Increasing the frequency of protein consumption is recommended to stimulate muscle hypertrophy with resistance exercise. Researchers manipulated dietary protein distribution to assess the effect on gains in lean mass during a rugby preseason. 24 developing elite rugby athletes were instructed to consume high biological value protein at their main meals and immediately after resistance exercise while limiting protein intake between meals. To manipulate protein intake frequency, the athletes consumed 3 liquid protein supplements (22 g protein) either with main meals or between meals for 6 weeks. At the end of six weeks, the dietary manipulation successfully altered the protein distribution score (average number of eating occasions containing > 20 g of protein) to 4 to 6 but there was no difference in gains in lean mass between conditions.

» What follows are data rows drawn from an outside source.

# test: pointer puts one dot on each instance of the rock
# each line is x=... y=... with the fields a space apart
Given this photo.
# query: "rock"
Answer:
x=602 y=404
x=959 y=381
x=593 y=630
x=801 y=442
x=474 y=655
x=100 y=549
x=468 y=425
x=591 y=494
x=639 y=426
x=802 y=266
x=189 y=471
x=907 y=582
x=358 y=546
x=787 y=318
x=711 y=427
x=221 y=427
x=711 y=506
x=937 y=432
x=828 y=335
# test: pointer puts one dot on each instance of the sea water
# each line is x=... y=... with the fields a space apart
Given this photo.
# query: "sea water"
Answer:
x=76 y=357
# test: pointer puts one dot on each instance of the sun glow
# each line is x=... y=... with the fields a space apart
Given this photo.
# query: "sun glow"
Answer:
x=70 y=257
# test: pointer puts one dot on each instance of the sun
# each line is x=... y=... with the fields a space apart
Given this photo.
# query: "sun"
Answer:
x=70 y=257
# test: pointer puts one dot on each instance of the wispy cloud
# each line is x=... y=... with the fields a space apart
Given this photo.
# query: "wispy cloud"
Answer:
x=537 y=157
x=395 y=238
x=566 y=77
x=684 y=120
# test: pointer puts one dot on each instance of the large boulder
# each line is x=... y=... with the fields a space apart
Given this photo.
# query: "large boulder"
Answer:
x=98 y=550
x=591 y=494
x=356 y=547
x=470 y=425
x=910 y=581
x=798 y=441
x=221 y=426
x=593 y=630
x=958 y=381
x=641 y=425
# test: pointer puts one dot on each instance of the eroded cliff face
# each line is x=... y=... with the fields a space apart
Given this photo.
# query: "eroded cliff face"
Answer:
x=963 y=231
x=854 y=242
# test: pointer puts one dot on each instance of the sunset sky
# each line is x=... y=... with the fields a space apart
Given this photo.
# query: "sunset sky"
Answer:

There was no clear effect of increasing protein distribution from approximately 4 to 6 eating occasions on changes in lean mass during a rugby preseason. However other dietary factors may have augmented adaptation. So the morale of the story is that you need protein for optimal gains in muscle mass but increasing the amount of protein you consume at each meal is not going to further augment gains in lean muscle mass. There seems to be a ceiling effect with protein consumption, once you have reached an optimal dose of protein saturation in your body, further increases in protein are not going to be beneficial.
MacKenzie-Shalders KL, King NA, Byrne NM, Slater GJ. Increasing Protein Distribution has no Effect on Changes in Lean Mass During a Rugby Preseason. Int J Sport Nutr Exerc Metab. 2015 Jul 1.